Speaking on the ‘Fighting Shadows' panel at the Davos convention in Switzerland on Saturday,Toomas Hendrik Ilves joined senior figures from Kaspersky, Microsoft and the United Nations in calling for improved cyber-crime policing, laws and collaboration – whilst also calling into question how – and if - countries can respond to cyber-attacks.
Estonian websites were famously hit by distributed-denial-of-service (DDoS) attacks in 2007, which at the time was rumoured to be work of the Russian government. Subsequently, the country became one of the world's most advanced countries on cyber-security, even establishing the NATO Cooperative Cyber Defence of Excellence in Tallinn in August 2010.
Ilves – who said that the country also helped with similar DDoS attacks against Georgian websites a year later – admitted that DDoS and nation-state attacks are very different things, but said that defending against cyber-criminals is almost impossible considering outdated laws, the obfuscation techniques used by hackers and the various jurisdictions involved. On the latter, he pinpointed China and Russia's failure to sign the Budapest Convention as an example that international cyber-crime collaboration remains some way off.
“Somewhere, somebody in an organisation has to be brought to justice and held accountable for what they do,” he said on the panel.
“Two countries that are home to the greatest source of cyber-crime refuse to sign or ratify the [Budapest] Convention…Russia and China.” The Budapest Convention, which was signed almost 15 years ago, was the first international treaty regarding internet and computer crime and it has since sought to harmonise national laws on the matter.
Eugene Kaspersky, CEO of Kaspersky Labs, had earlier faced questions on country bias during the panel, and he interjected that these are not the only countries with state-sponsored activities, or harbouring cyber-criminals who may have committed crimes in other countries. “”What about Brazil, what about Ukraine?” he asked.
Jean-Paul Laborde, executive director for the counter-terrorism executive directorate (CTED) at the Assistant-Secretary General level at the UN, said that steps need to be taken for countries to get on the ‘counter narrative' in regard to cyber-attacks.
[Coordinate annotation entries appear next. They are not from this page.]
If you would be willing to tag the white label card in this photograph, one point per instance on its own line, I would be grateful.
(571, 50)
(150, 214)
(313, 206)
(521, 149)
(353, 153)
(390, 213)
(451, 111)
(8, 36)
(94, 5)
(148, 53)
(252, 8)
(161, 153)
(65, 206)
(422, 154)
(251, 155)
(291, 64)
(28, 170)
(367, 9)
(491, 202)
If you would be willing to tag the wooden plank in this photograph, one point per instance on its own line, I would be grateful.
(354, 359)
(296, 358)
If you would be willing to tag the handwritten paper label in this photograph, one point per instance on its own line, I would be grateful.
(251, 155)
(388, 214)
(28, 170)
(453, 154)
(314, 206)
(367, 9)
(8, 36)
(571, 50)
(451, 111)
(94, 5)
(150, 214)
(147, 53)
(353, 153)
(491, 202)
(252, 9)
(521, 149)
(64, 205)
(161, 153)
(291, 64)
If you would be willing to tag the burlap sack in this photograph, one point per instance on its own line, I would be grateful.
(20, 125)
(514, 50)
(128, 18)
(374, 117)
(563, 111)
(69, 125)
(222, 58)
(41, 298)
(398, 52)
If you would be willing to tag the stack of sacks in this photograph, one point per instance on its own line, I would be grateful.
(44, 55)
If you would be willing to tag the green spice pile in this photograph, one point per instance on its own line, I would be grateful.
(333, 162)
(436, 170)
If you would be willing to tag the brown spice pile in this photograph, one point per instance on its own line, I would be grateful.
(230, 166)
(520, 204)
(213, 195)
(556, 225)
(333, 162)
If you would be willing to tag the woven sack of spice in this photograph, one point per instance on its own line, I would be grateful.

“The counter narrative is not done very well, either at state level, media level or at a civic society level.” He added that countries need to “work with private companies on these issues”.
“I think it is very difficult to criminalise under legal issues and very difficult to trigger international cooperation on these issues," added Laborde.
IIves went onto say that cyber-crime was ‘not just criminals, not just states, but it's the in-between' – a reference perhaps to state-employed hackers, and compared these to the Barbary pirates who, in the 17th and 18thcentury, would kidnap fishermen and sell them into slavery.
And while he called for laws and legislators to be revaluated in the face of an ever changing threat landscape, he said that it should also be ascertained how a country can respond to such attacks.
“Is something that is defending you offensive or not? It's hard to find where [the line] is.”
On attribution, he said that you can track a physical missile hitting a power plant, but this was much more difficult if it was a ‘cyber missile'
“The same effect can be achieved via a cyber-missile that takes out the plant. Who did it? First of all, you don't know who did it. In general in cyber-forensics you can finally figure out who did it, but it takes a long time. What's the appropriate response? The question is how you respond in a cyber way.”
“The point is what is response, what is an act of war, what is an act of terrorism, who is responsible, and what do you do back?” he asked.